ULTRA-ACTシリーズ第21弾は『ウルトラマン』より、“レッドキング ”が登場(ウルトラマンマックスとの同時発売)
全ウルトラマンシリーズの中でもトップクラスの知名度を誇る、超有名怪獣の一体。
凶悪な面構えながらも、どこか愛らしくも見えるつぶらな瞳がお気に入り。

全高は約185mm。首から頭部にかけて長さがあるデザインなので結構なボリュームがあります。
ノンスケールなので正確なサイズ差は分かりませんが、同シリーズのアイテムと並べる分には特別違和感無く、統一感も出ていると思います。
造形イメージは初代レッドキングを思わせます。
蛇腹の様な皮膚ディテールをはじめ凶悪な面構え、細かなシワ状モールド等、全身にビッシリと施されています。

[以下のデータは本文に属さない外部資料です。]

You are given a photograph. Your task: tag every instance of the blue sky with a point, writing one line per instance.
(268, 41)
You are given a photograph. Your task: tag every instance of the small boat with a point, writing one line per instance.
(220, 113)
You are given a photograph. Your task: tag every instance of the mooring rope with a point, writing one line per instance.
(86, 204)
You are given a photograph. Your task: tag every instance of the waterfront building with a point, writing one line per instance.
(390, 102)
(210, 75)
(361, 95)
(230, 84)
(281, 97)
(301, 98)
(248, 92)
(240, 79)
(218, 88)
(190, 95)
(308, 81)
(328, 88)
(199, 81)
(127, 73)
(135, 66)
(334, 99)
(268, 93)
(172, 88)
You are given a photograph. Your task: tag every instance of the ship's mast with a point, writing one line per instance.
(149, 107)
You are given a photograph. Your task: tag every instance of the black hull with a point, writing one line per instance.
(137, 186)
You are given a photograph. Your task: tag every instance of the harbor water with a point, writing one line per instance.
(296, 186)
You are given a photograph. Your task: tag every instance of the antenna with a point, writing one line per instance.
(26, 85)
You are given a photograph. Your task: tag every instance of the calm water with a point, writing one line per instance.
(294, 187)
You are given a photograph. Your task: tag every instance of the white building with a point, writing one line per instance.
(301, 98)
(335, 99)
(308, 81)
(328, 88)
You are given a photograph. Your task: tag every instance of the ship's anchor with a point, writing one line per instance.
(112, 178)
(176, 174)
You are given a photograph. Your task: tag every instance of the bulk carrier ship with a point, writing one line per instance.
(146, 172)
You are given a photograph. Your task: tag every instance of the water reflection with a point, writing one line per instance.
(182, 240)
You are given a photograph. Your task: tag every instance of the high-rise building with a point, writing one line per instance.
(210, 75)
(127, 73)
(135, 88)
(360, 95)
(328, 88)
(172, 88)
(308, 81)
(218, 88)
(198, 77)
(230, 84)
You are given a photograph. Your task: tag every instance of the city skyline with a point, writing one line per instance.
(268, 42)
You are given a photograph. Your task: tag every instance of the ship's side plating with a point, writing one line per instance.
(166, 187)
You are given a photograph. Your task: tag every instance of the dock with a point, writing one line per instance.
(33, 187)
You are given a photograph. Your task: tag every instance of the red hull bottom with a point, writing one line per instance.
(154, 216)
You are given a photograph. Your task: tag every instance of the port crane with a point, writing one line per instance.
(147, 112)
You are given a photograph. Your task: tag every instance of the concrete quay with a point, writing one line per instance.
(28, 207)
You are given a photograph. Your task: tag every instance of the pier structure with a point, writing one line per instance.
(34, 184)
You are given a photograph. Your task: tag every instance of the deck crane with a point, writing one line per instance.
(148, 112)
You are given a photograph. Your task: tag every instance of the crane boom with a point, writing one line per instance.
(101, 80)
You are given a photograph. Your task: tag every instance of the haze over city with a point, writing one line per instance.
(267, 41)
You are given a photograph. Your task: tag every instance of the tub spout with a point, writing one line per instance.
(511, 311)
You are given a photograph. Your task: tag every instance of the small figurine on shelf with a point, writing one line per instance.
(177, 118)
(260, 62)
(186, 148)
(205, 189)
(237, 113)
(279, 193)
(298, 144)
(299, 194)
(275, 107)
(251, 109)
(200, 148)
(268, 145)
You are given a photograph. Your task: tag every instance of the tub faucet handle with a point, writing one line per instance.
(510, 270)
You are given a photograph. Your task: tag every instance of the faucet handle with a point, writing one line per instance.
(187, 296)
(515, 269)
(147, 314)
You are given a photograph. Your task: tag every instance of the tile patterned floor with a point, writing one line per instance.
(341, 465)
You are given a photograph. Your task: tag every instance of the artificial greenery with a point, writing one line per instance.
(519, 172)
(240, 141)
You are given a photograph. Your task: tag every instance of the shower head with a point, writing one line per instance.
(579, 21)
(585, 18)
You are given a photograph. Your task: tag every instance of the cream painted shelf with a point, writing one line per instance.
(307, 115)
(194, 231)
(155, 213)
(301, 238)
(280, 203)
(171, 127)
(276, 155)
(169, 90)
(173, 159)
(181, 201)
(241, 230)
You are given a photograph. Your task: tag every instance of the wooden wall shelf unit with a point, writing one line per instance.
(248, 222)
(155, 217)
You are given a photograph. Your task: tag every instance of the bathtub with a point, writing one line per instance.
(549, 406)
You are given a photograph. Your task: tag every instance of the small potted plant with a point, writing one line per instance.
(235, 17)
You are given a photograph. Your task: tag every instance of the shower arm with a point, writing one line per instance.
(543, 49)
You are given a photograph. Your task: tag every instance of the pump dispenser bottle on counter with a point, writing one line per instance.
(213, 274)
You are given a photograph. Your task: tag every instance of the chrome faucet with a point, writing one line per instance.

スタイル及び各部バランスも非常に良く、正しく“レッドキング”です。
ただし可動関節を全身に組み込んでいる関係で、どうしてもパーツ毎の分割線が目立ってしまいます。
全身の皮膚ディテールに合わせた工夫等はされていますが、股間接は可動域確保の為
わざと隙間を発生させている部分もあるので、股の位置及び見る角度によっては、目に付く場合があります。
しかし全体のラインはとても綺麗に纏められており、可動後も自然なラインを保つ様な工夫が施されています。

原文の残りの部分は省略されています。